We do not share your personal information with advertising networks, data brokers, or any party outside the list above without your explicit consent.

Cookies & analytics

This site uses a small number of cookies:

• Essential cookies — required for the site to function (e.g. remembering your dismissed floating-CTA preference during a session). These are always active.
• Analytics cookies — set by Google Analytics 4 (or equivalent) to measure aggregate site traffic. These store an anonymous identifier and do not identify you personally.

We do not use cookies for advertising or cross-site tracking. We do not install Meta Pixel, Google Ads remarketing tags, or similar tools unless explicitly required for a client campaign — and never on this corporate website.

You can disable cookies at any time in your browser settings. The site will still work; some analytics data will simply not be recorded.

How long we keep your data

We keep personal information only as long as we need it:

• Form submissions that do not convert into engagements — retained for 24 months, then deleted. We may reach back out within this window if relevant.
• Active client records — retained for the duration of the engagement and 36 months after, for support, references, and statutory record-keeping (Indian Income Tax Act, GST records).
• Marketing-list subscribers — retained until you unsubscribe. One click in any email; we honour it immediately.
• Analytics data — typically retained for 14 months at the provider level, then aggregated.
• Records required by law (invoices, tax, contracts) — retained for the period mandated by applicable law (typically 7–10 years in India).

Your rights

Wherever you live, you have these rights over your personal data:

• Right to access — ask us what we hold on you, and get a copy
• Right to rectification — correct any inaccurate information
• Right to deletion — ask us to delete your data ("right to be forgotten")
• Right to restrict processing — ask us to pause specific uses of your data
• Right to data portability — receive a copy of your data in a portable format
• Right to object — to marketing communications or to processing based on legitimate interest
• Right to withdraw consent — at any time, for anything you previously consented to
• Right to lodge a complaint — with India's Data Protection Board (under the DPDP Act 2023) or your local supervisory authority (for EU/UK residents under the GDPR / UK GDPR)

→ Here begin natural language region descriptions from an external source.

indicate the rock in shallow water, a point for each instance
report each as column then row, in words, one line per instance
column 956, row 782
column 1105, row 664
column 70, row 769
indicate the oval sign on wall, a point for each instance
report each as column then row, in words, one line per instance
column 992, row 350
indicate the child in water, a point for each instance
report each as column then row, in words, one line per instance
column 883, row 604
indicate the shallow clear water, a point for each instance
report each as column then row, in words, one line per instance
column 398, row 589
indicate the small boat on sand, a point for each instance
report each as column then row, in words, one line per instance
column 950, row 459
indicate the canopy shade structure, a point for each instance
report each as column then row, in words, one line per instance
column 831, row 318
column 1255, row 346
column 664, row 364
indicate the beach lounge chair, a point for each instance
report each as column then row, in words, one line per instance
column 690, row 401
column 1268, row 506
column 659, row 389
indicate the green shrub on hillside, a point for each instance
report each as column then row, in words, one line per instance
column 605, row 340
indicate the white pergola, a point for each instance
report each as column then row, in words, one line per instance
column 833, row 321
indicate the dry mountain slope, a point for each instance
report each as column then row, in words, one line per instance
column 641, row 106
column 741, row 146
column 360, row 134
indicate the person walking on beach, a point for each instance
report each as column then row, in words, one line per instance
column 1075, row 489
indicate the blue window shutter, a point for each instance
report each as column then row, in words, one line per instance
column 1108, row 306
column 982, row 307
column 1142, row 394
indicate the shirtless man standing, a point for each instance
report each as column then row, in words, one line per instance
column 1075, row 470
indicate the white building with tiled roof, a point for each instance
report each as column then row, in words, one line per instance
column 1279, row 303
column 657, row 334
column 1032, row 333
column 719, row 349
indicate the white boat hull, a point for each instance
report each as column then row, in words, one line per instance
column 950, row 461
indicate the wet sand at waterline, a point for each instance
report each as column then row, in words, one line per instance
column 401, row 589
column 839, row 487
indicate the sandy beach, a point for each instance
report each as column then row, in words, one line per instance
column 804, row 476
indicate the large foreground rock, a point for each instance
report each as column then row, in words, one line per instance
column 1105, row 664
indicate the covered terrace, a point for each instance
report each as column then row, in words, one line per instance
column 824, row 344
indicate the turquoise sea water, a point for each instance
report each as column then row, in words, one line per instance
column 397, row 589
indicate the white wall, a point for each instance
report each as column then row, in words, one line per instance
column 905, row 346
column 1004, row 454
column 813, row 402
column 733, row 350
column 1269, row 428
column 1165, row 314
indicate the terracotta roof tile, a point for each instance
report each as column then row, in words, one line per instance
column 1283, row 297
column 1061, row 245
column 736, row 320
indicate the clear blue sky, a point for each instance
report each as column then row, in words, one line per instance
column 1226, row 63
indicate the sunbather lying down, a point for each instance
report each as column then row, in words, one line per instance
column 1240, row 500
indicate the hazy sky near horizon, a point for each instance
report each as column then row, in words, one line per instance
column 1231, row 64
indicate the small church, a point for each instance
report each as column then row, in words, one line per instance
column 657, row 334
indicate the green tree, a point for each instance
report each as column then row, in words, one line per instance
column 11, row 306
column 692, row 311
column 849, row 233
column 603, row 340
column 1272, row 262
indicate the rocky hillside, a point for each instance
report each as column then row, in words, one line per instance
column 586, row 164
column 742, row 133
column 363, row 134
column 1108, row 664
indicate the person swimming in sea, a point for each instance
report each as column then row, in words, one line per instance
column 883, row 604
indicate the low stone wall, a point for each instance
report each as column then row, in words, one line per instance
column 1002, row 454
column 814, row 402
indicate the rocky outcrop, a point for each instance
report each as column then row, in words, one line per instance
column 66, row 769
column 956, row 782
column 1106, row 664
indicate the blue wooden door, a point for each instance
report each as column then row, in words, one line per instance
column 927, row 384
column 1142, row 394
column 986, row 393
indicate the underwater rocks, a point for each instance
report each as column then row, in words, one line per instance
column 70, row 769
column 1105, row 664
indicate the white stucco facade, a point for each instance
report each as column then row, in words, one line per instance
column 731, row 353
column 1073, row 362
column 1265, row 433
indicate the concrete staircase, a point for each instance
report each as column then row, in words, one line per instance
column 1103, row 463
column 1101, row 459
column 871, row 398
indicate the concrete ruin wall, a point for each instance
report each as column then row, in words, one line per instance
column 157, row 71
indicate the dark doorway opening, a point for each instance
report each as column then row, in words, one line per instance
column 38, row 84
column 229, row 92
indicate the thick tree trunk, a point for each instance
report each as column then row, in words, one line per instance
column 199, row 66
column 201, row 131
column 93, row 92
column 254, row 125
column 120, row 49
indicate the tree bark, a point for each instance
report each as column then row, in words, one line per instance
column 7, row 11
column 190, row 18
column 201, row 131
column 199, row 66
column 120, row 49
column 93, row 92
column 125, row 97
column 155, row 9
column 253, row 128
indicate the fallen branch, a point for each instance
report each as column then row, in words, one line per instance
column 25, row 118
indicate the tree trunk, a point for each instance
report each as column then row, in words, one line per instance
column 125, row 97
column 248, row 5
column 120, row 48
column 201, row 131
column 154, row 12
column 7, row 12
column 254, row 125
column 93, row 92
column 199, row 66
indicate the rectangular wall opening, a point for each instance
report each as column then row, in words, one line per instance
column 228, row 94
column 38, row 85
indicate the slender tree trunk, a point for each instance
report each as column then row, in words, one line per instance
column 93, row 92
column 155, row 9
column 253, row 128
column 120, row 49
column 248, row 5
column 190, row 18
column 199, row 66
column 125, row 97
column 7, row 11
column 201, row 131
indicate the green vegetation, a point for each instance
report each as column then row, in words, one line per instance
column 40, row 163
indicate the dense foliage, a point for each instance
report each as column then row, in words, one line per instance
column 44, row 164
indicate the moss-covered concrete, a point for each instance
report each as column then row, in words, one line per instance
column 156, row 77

To exercise any of these rights, email [email protected] with the subject line "Privacy request." We respond within 30 days, and faster if the request is straightforward.

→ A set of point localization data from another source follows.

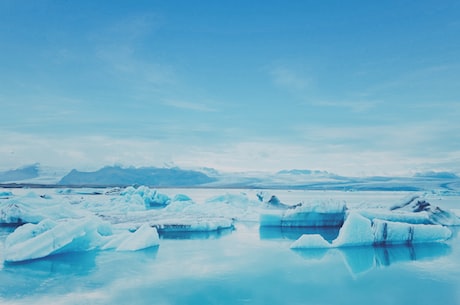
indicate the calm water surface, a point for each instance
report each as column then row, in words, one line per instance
column 245, row 266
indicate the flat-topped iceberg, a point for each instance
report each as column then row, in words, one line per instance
column 33, row 208
column 329, row 213
column 360, row 231
column 49, row 237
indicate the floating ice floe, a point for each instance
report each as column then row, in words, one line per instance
column 360, row 231
column 49, row 237
column 32, row 241
column 33, row 208
column 5, row 194
column 144, row 237
column 316, row 214
column 151, row 198
column 417, row 205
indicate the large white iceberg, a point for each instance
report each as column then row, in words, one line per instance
column 360, row 231
column 32, row 241
column 49, row 237
column 33, row 208
column 329, row 213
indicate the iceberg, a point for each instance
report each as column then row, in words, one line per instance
column 144, row 237
column 151, row 198
column 33, row 208
column 432, row 214
column 360, row 231
column 327, row 213
column 49, row 237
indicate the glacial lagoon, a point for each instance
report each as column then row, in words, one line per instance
column 246, row 264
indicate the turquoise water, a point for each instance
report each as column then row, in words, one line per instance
column 244, row 266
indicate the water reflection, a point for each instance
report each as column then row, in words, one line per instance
column 294, row 233
column 68, row 272
column 363, row 259
column 164, row 234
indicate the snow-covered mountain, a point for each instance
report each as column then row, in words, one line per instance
column 208, row 177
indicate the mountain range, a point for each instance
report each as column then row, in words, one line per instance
column 36, row 175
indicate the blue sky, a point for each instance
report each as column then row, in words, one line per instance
column 352, row 87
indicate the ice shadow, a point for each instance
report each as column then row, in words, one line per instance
column 360, row 260
column 215, row 234
column 294, row 233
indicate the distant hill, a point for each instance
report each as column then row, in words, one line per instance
column 22, row 173
column 152, row 176
column 437, row 175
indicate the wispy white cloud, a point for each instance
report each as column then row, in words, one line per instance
column 186, row 105
column 347, row 152
column 289, row 79
column 353, row 105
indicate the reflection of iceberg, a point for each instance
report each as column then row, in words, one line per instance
column 195, row 234
column 360, row 231
column 33, row 208
column 363, row 259
column 293, row 233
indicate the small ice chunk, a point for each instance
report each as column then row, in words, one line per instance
column 356, row 231
column 389, row 232
column 144, row 237
column 311, row 241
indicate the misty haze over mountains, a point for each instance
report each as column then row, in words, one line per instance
column 36, row 175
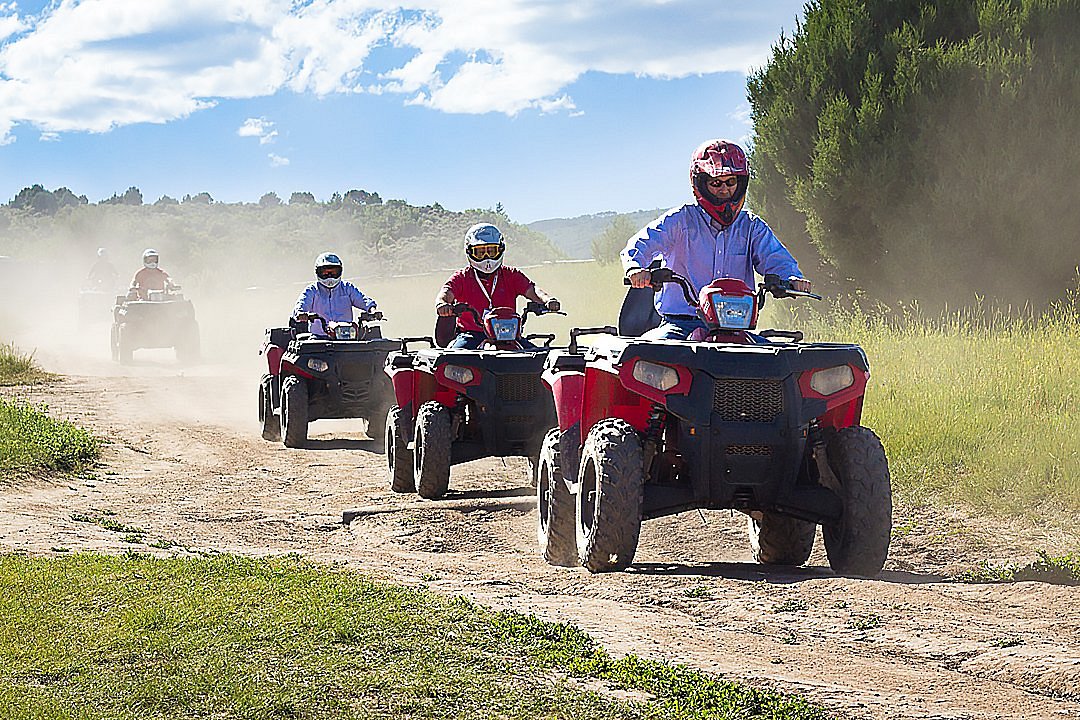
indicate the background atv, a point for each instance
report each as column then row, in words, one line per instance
column 164, row 320
column 460, row 405
column 766, row 424
column 313, row 378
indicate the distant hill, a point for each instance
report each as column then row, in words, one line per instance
column 575, row 235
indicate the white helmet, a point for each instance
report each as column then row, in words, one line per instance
column 328, row 270
column 484, row 247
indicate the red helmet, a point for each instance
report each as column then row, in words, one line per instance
column 714, row 159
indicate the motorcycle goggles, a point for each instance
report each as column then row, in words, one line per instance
column 485, row 252
column 327, row 271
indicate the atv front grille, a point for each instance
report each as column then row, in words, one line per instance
column 748, row 401
column 750, row 450
column 517, row 388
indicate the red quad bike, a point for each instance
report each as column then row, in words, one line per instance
column 313, row 378
column 460, row 405
column 763, row 423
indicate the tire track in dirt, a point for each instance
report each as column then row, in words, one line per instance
column 185, row 465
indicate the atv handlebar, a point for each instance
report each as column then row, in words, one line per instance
column 779, row 287
column 658, row 276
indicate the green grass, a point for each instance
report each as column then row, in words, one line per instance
column 89, row 636
column 17, row 368
column 985, row 412
column 1061, row 570
column 30, row 440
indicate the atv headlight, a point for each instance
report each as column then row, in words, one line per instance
column 733, row 313
column 504, row 329
column 347, row 331
column 462, row 376
column 832, row 380
column 655, row 375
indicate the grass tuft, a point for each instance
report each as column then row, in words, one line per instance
column 129, row 637
column 31, row 440
column 17, row 368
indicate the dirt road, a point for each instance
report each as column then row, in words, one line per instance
column 185, row 471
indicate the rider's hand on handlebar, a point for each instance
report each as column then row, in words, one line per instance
column 640, row 279
column 799, row 284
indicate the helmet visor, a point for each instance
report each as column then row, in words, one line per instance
column 485, row 252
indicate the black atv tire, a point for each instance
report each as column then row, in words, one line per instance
column 124, row 350
column 555, row 532
column 377, row 425
column 431, row 451
column 115, row 343
column 609, row 497
column 780, row 539
column 859, row 544
column 294, row 411
column 399, row 457
column 188, row 348
column 271, row 424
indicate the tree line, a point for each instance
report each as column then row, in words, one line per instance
column 260, row 243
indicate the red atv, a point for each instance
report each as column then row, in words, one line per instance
column 759, row 422
column 311, row 377
column 458, row 405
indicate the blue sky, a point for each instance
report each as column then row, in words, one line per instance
column 553, row 108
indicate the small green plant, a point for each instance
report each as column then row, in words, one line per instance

Security & international transfers

Security

We protect your information using industry-standard measures: HTTPS for all site traffic, encrypted email and file storage, access controls on shared accounts, two-factor authentication on critical systems, and the principle of least privilege within the team. No system is perfect; if a security incident affects your data we will notify you within 72 hours of discovering it, as required by law.

International transfers

Our servers and some of our processors (Formspree, Google) may be located outside India. When personal data is transferred internationally, we rely on the destination country's recognised adequacy or on standard contractual clauses to ensure equivalent protection. EU/UK residents: transfers happen under the GDPR's Article 46 standard contractual clauses where applicable.

Changes to this policy

We will update this policy when our practices or the law change. The "Last updated" date at the top of this page always reflects the most recent version. Material changes will be highlighted on the homepage for at least 30 days, and existing clients will be notified by email.

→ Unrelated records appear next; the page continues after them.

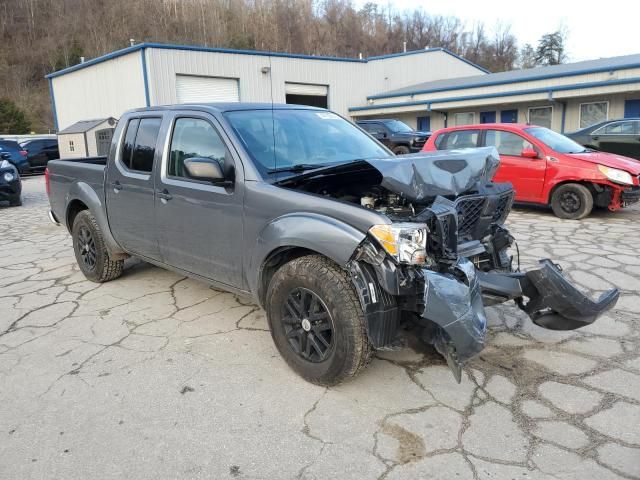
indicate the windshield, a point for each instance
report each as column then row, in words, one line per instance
column 398, row 127
column 281, row 140
column 555, row 141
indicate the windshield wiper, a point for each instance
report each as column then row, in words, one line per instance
column 298, row 167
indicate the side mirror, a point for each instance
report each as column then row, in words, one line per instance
column 205, row 169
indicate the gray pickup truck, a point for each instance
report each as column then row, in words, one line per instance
column 340, row 241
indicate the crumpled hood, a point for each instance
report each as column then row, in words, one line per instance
column 445, row 172
column 611, row 160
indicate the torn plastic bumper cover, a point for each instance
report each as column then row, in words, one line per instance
column 455, row 303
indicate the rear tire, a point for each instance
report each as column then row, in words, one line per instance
column 316, row 320
column 401, row 150
column 572, row 201
column 91, row 253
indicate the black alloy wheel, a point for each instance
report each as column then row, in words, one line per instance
column 87, row 248
column 308, row 325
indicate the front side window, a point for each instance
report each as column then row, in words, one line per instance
column 286, row 138
column 507, row 143
column 194, row 138
column 592, row 113
column 540, row 116
column 464, row 118
column 458, row 139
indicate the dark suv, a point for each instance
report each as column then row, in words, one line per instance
column 399, row 137
column 613, row 136
column 40, row 151
column 16, row 155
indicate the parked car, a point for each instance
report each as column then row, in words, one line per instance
column 39, row 152
column 397, row 136
column 338, row 239
column 547, row 168
column 17, row 155
column 613, row 136
column 10, row 183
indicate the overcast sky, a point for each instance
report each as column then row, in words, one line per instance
column 594, row 30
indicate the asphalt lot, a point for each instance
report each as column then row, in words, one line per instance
column 158, row 376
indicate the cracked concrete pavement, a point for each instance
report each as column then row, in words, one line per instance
column 159, row 376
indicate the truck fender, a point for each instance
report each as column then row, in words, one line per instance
column 319, row 233
column 83, row 192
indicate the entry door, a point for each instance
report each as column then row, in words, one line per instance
column 632, row 108
column 525, row 174
column 130, row 188
column 487, row 117
column 200, row 224
column 424, row 124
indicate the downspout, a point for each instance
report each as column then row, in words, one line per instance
column 444, row 114
column 145, row 77
column 53, row 104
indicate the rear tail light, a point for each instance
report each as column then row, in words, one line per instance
column 46, row 181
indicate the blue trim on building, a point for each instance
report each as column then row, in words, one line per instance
column 506, row 82
column 193, row 48
column 145, row 77
column 548, row 90
column 53, row 105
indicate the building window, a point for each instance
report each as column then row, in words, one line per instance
column 464, row 118
column 540, row 116
column 592, row 113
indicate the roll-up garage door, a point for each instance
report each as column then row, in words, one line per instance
column 306, row 89
column 192, row 89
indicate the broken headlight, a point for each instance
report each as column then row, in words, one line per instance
column 406, row 242
column 615, row 175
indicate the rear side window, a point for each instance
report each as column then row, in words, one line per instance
column 457, row 139
column 139, row 145
column 507, row 143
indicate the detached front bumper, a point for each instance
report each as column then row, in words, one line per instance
column 454, row 302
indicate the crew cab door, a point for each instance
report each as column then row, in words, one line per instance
column 525, row 174
column 199, row 223
column 129, row 188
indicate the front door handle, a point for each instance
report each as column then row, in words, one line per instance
column 165, row 196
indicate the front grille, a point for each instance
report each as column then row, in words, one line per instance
column 477, row 213
column 469, row 212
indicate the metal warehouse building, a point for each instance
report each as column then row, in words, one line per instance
column 562, row 97
column 150, row 74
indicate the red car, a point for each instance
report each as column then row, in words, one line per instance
column 548, row 168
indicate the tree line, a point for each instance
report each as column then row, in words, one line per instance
column 41, row 36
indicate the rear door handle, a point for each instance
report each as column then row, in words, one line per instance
column 165, row 196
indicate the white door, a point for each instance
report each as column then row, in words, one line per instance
column 194, row 89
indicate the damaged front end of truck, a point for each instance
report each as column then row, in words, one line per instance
column 445, row 254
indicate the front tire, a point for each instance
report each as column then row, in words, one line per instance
column 91, row 253
column 316, row 320
column 572, row 201
column 401, row 150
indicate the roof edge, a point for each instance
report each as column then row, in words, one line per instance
column 585, row 71
column 264, row 53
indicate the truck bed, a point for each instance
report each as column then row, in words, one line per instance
column 75, row 173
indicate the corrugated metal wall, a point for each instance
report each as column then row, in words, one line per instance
column 102, row 90
column 349, row 82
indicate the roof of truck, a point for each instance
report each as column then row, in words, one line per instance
column 229, row 107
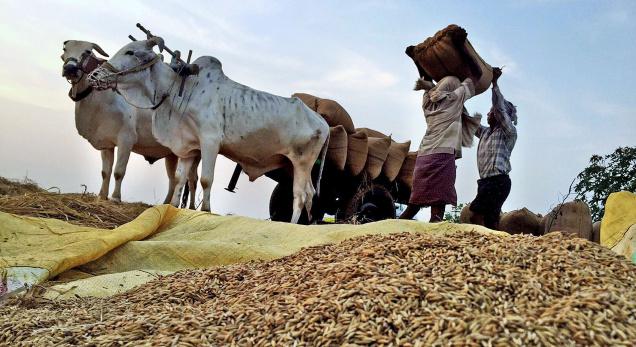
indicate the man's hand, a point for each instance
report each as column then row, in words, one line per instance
column 496, row 73
column 423, row 83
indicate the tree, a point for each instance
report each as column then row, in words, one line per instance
column 453, row 215
column 606, row 175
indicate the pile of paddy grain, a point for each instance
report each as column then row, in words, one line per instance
column 27, row 199
column 402, row 289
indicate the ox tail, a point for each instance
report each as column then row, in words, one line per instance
column 323, row 157
column 186, row 193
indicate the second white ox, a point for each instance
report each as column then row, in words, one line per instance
column 258, row 130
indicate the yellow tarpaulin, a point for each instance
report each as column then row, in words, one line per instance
column 165, row 239
column 618, row 227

Continued use of the site or our services after a change indicates acceptance of the updated policy.

Contact us

Privacy requests, complaints, questions, or anything in between:

• Email — [email protected] (subject: "Privacy request")
• Postal address — LucidArc, Mumbai 400001, Maharashtra, India
• Response window — within 30 days, usually within 5 business days

If you are in the EU or UK and feel we have not addressed your concern adequately, you may also lodge a complaint with your local data protection authority.